The judge, Army Col. James Pohl, scheduled the date in an order that listed scheduling benchmarks toward the death-penalty tribunal of Abd al-Rahim al-Nashiri, 48, accused of masterminding al-Qaida's 2000 suicide bombing of the Cole off the Yemeni coast, The Miami Herald reported Monday.
Seventeen U.S. sailors were killed and dozens of others were wounded.
The order, posted on the war court's website Monday, instructed the government to release all discovery to defense teams by Sept. 20, among other things.
If the schedule holds, the Nashiri case would be the military commission's first death-penalty case heard at Guantanamo Bay's war court, the Herald said. Pentagon prosecutors sought a Sept. 22, 2014, trial date in the case against Khalid Sheik Mohammed and four accused co-conspirators in the Sept. 11, 2001, terror attacks. Mohammed is the self-proclaimed mastermind of the attacks.
Under the USS Cole timetable Pohl set, selection of military officers who would sit on the jury would begin June 30, 2014, at the war court. The members of the panel then disperse back to their bases until the trial.

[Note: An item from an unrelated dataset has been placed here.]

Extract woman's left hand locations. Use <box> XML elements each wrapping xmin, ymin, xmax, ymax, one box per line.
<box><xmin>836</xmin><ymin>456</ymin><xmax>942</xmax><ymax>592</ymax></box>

In a separate matter, the Herald said the Nashiri docket indicated Navy Cmdr. Brian Mizer was assigned to the case as a Pentagon defense counsel. Mizer defended Osama bin Laden's driver, Salim Hamdan, during his war crimes trial in the summer of 2008. Hamdan was convicted of providing material support for terrorism but the conviction was overturned on appeal.